1.2 Dockerfile(multi-stage,~140MB final)

FROM python:3.11-slim AS builder
WORKDIR /app
RUN pip config set global.index-url https://mirrors.aliyun.com/pypi/simple/
COPY requirements.txt .
RUN pip install --no-cache-dir --user -r requirements.txt

FROM python:3.11-slim
WORKDIR /app
COPY --from=builder /root/.local /root/.local
ENV PATH=/root/.local/bin:$PATH
COPY app.py .
EXPOSE 8000 9100
CMD ["chainlit", "run", "app.py", "--host", "0.0.0.0", "--port", "8000", "--headless"]

1.3 Jenkinsfile (跟 Day 8 番外同款 Kaniko 模式)

pipeline {
  agent {
    kubernetes {
      yaml '''
apiVersion: v1
kind: Pod
spec:
  tolerations: [{operator: Exists}]
  containers:
  - name: kaniko
    image: gcr.io/kaniko-project/executor:debug
    command: [/busybox/cat]
    tty: true
    volumeMounts:
    - {name: docker-config, mountPath: /kaniko/.docker}
    resources: {requests: {cpu: 200m, memory: 512Mi}}
  volumes:
  - name: docker-config
    secret:
      secretName: harbor-auth
      items: [{key: .dockerconfigjson, path: config.json}]
'''
    }
  }
  environment {
    REGISTRY = "10.0.24.28:30002"; PROJECT = "bootcamp"; IMAGE = "chat-ui"
  }
  stages {
    stage('Build and Push') {
      steps {
        container('kaniko') {
          sh '''
            GIT_SHA=$(git rev-parse --short HEAD 2>/dev/null || echo dev)
            /kaniko/executor --dockerfile=Dockerfile --context=$(pwd) \
              --destination=${REGISTRY}/${PROJECT}/${IMAGE}:${GIT_SHA} \
              --destination=${REGISTRY}/${PROJECT}/${IMAGE}:latest \
              --insecure --skip-tls-verify
          '''
        }
      }
    }
  }
}

2. CI 流水线实测(Day 8 番外的 Jenkins job 直接复用)

git push 到 notes-app → Jenkins SCM watch → 自动构建:

Build #2 console (节选):

INFO[0222] Pushing image to 10.0.24.28:30002/bootcamp/chat-ui:dev
INFO[0351] Pushed 10.0.24.28:30002/bootcamp/chat-ui@sha256:608d0d083ae2188...
INFO[0351] Pushing image to 10.0.24.28:30002/bootcamp/chat-ui:latest
INFO[0353] Pushed 10.0.24.28:30002/bootcamp/chat-ui@sha256:608d0d083ae2188...
✅ Image pushed: 10.0.24.28:30002/bootcamp/chat-ui:dev
Finished: SUCCESS

Harbor 现状:

  • bootcamp/chat-ui (Day 11 新)
  • bootcamp/hello-kaniko (Day 8 番外验证用)
  • bootcamp/nginx (Day 7)

3. K8s 部署 manifest(GitOps 通过 notes-deploy repo)
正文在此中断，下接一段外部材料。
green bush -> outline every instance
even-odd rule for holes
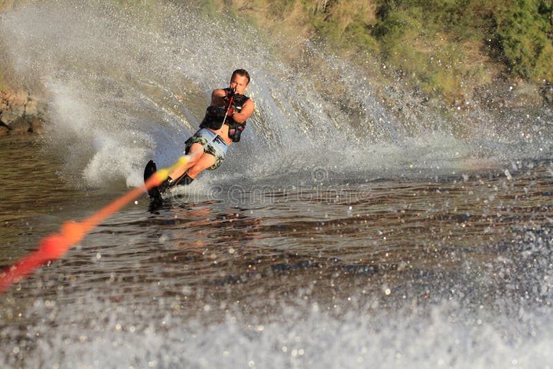
[[[553,82],[553,3],[515,0],[497,14],[497,36],[512,72]]]

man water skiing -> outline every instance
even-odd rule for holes
[[[249,84],[247,71],[236,69],[227,88],[213,91],[200,129],[185,142],[185,153],[192,155],[189,161],[169,173],[169,178],[158,187],[149,191],[151,198],[159,199],[160,193],[168,188],[189,184],[203,170],[215,169],[221,164],[230,144],[240,141],[246,120],[255,108],[253,100],[243,95]],[[207,145],[203,147],[206,143]],[[144,180],[155,171],[155,163],[151,161],[146,167]]]

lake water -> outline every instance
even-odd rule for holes
[[[3,268],[172,164],[234,69],[256,106],[219,169],[0,295],[0,366],[552,366],[550,106],[434,109],[185,3],[0,17],[48,103],[41,136],[0,138]]]
[[[40,141],[1,144],[3,266],[124,189],[64,187]],[[553,167],[520,167],[144,195],[0,297],[0,362],[547,368]]]

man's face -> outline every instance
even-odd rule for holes
[[[247,77],[243,75],[234,75],[230,79],[230,88],[236,88],[236,93],[243,94],[247,86]]]

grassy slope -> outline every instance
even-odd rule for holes
[[[552,0],[210,0],[269,33],[386,65],[421,95],[470,100],[497,77],[553,82]],[[368,72],[371,70],[369,66]]]

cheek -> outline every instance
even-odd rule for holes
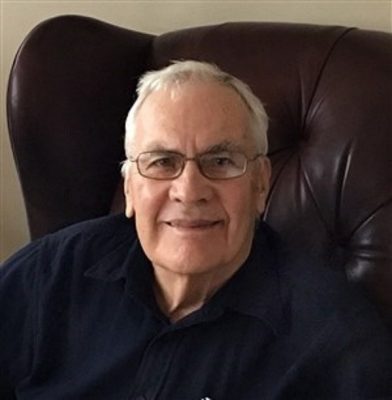
[[[238,243],[241,236],[253,232],[257,216],[257,193],[249,185],[230,191],[225,198],[225,209],[229,219],[228,241]]]

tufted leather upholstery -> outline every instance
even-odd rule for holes
[[[9,80],[8,122],[33,238],[122,209],[123,123],[139,75],[214,62],[270,116],[265,219],[309,268],[344,268],[392,320],[392,35],[228,23],[166,33],[43,22]],[[117,189],[117,194],[116,193]]]

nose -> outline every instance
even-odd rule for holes
[[[185,163],[181,175],[171,181],[169,197],[181,203],[207,202],[213,196],[211,181],[204,177],[194,160]]]

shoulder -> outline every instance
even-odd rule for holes
[[[18,274],[19,269],[24,275],[36,274],[53,270],[60,264],[70,267],[80,262],[88,267],[88,264],[135,239],[133,221],[123,215],[79,222],[29,243],[5,261],[0,273],[3,278]]]

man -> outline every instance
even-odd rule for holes
[[[391,339],[372,307],[337,272],[302,280],[259,221],[267,117],[249,88],[184,61],[138,94],[128,218],[49,235],[1,270],[0,397],[392,395]]]

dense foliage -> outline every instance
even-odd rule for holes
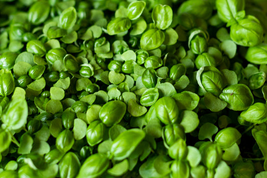
[[[0,0],[0,177],[267,177],[265,0]]]

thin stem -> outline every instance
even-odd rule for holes
[[[19,141],[16,139],[14,135],[12,135],[12,141],[13,143],[14,143],[18,147],[20,147],[20,143],[19,143]]]
[[[265,158],[264,157],[257,157],[255,158],[243,158],[243,159],[245,160],[264,160]]]
[[[250,130],[252,129],[253,128],[253,127],[254,127],[254,126],[256,125],[256,124],[254,124],[253,125],[250,125],[249,127],[247,127],[246,128],[246,129],[245,130],[245,131],[244,131],[243,132],[243,133],[242,133],[242,135],[243,135],[244,134],[245,134],[246,132],[247,132],[247,131],[249,131]]]

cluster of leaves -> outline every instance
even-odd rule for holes
[[[266,1],[0,7],[1,177],[267,177]]]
3.1 namespace + cross-WAN Service

---
apiVersion: v1
kind: Namespace
metadata:
  name: chat
  labels: {pod-security.kubernetes.io/enforce: baseline}
---
# vLLM 上游通过 SSH tunnel 接入 — Service + 手动 Endpoints
apiVersion: v1
kind: Service
metadata: {name: vllm-upstream, namespace: chat}
spec:
  type: ClusterIP
  ports:
  - {port: 8000, targetPort: 30800, name: http, protocol: TCP}
---
apiVersion: v1
kind: Endpoints
metadata: {name: vllm-upstream, namespace: chat}
subsets:
- addresses: [{ip: 10.0.24.31}]    # m1 hostIP, SSH tunnel
  ports: [{port: 30800, name: http, protocol: TCP}]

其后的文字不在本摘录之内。